For the AOAWS, the MM5 will provide regularly-updated
forecasts on a range of temporal and spatial scales. It will allow forecasters to see the
large-scale changes over East Asia and the Western Pacific over 2-day periods, while
providing detailed information on conditions over the Taiwan FIR at half-hourly
resolution.

Taiwan FIR domain
(1,2,3) region.
The Model
The MM5 is the central component of
a modeling system which acquires observations and gridded analyses, processes the data for
model ingest, generates a numerical forecast and displays the forecast output. The MM5 is
a grid-point model capable of variable horizontal and vertical resolution and has
been used with horizontal grid sizes under 200 m. The MM5 employs a terrain-following
sigma vertical coordinate, with vertical resolution typically ranging from 20 to 40 m near
the surface and decreasing with height. A nested-grid model, the MM5 permits 10 levels of
sub-domains, as well as moving and overlapping grids. In nested configurations, domain
interaction can be either 2-way or 1-way. In the former, predicted fine grid information
is overwritten on the coarse grid, while boundary conditions are provided by the coarse
grid to the fine grid. In the latter, boundary conditions are provided by the coarse grid
to fine grid, but the fine grid product does not get overwritten on the coarse grid; the
grids run separately. With respect to computation, the MM5 is multi-tasked. Its
parallelism was originally based on a shared memory paradigm, although work has begun on
its adaptation to distributed-memory architectures. |
The MM5 is based upon the set of
primitive equations for a fully compressible, nonhydrostatic atmosphere in a rotating
frame of reference. The model's predicted variables include pressure perturbation,
horizontal and vertical wind, temperature, water vapor, cloud water and rainwater. The
model's prognostic equations are written in flux form.
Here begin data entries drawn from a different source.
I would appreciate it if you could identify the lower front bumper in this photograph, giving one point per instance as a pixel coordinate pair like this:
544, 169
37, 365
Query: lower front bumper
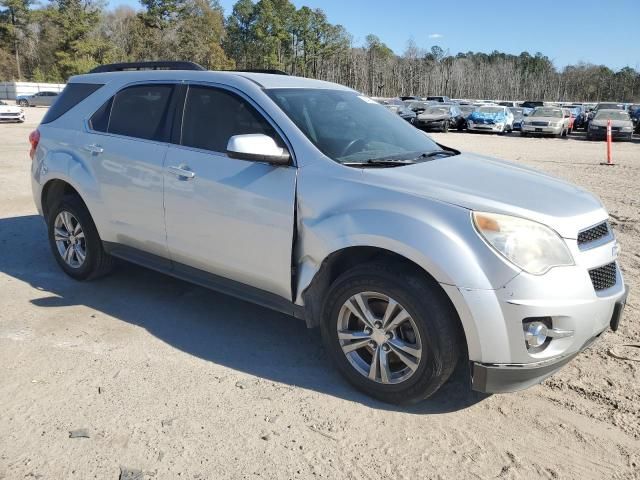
541, 130
503, 378
599, 135
496, 378
485, 128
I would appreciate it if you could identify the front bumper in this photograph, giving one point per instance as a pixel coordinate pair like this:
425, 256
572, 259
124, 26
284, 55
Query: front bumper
534, 130
503, 378
485, 127
12, 118
601, 134
427, 125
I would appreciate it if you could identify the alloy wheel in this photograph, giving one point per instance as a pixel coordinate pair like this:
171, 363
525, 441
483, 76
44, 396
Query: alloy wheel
379, 338
70, 239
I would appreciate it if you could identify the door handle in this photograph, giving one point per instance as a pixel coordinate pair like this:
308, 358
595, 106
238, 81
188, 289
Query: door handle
182, 172
93, 148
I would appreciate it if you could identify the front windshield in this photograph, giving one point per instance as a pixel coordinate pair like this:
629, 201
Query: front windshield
610, 106
547, 112
348, 127
418, 105
490, 110
436, 110
611, 115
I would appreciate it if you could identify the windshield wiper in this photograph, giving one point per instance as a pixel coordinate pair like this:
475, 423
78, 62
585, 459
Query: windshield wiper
435, 153
380, 162
396, 162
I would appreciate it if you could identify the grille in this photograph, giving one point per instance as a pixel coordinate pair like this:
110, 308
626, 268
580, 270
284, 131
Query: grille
594, 233
603, 277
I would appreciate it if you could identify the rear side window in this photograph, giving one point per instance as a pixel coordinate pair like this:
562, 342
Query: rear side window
213, 115
137, 111
72, 94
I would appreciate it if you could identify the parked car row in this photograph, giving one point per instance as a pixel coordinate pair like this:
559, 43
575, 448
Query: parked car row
530, 118
9, 113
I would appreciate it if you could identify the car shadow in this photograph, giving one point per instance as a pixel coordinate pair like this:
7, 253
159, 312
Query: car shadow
200, 322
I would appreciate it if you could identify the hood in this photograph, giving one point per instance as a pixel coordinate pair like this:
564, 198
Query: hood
495, 117
614, 123
486, 184
433, 116
544, 119
10, 109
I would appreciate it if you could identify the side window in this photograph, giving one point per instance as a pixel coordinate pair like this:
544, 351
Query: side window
137, 111
212, 116
72, 94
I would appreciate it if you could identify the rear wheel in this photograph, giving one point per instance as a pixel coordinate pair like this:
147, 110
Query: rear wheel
392, 333
74, 240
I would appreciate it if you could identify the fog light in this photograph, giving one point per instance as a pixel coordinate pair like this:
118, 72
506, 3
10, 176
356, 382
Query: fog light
535, 334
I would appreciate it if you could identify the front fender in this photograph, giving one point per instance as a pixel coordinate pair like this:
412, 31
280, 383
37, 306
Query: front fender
54, 160
438, 237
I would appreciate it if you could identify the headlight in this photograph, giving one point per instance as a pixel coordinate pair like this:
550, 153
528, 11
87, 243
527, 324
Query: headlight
531, 246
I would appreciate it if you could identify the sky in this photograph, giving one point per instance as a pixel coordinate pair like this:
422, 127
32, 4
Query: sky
591, 31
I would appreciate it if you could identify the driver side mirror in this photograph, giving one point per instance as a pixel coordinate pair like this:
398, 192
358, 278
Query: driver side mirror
257, 147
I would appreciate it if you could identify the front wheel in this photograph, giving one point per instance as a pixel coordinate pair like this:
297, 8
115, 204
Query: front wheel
392, 332
74, 240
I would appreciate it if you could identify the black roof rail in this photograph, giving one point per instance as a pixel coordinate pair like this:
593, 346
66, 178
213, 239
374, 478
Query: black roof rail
260, 70
156, 65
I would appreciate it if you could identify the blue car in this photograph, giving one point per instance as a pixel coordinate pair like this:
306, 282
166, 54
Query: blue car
490, 118
518, 116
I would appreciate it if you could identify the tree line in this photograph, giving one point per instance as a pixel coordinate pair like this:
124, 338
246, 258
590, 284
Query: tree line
51, 42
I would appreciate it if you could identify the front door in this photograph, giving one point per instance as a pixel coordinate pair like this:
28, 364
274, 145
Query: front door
229, 217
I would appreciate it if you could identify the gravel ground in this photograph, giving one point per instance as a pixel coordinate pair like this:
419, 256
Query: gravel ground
169, 380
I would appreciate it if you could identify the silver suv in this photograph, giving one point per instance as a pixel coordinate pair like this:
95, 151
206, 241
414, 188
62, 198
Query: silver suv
312, 199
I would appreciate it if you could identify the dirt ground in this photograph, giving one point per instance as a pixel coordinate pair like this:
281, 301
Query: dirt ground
176, 381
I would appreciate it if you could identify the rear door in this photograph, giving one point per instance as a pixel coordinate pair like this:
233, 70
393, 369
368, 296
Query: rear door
125, 144
229, 217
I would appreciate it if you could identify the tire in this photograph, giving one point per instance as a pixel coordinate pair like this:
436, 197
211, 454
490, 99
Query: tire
432, 321
96, 262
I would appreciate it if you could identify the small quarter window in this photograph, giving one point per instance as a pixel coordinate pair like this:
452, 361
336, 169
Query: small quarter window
72, 94
212, 116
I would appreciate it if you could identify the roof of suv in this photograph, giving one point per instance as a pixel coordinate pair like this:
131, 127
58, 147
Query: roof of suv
264, 80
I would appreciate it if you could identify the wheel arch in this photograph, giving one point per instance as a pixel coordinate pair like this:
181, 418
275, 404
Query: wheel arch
339, 261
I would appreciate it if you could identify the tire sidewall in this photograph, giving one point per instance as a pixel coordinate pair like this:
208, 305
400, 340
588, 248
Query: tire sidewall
429, 375
75, 206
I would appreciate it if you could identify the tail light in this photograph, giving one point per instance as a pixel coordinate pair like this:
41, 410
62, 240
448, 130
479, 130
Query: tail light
34, 139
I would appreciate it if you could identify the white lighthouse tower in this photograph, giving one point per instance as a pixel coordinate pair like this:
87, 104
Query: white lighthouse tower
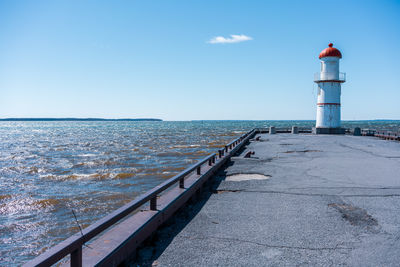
329, 82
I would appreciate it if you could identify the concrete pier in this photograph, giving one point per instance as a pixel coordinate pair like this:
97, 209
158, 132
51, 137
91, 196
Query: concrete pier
299, 200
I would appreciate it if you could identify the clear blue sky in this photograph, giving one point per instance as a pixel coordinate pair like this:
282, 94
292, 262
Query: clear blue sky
128, 59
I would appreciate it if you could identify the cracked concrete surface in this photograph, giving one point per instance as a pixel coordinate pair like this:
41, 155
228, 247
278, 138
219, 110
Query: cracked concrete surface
337, 205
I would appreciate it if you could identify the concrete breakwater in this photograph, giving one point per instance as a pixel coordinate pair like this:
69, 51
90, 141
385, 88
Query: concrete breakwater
277, 161
303, 199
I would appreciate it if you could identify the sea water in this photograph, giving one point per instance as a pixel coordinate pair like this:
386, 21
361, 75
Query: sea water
49, 169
The MM5 simulates grid-resolved and
sub-grid-scale precipitation. The former involves the explicit treatment of moist
processes, for which the model offers a variety of packages. These feature prognostic
equations for variables such as cloud water, cloud ice, rain water and snow. For
subgrid-scale moist processes, the MM5 currently offers six cumulus parameterizations.
These include the popular Grell, Kain-Fritsch, and Betts-Miller parameterizations.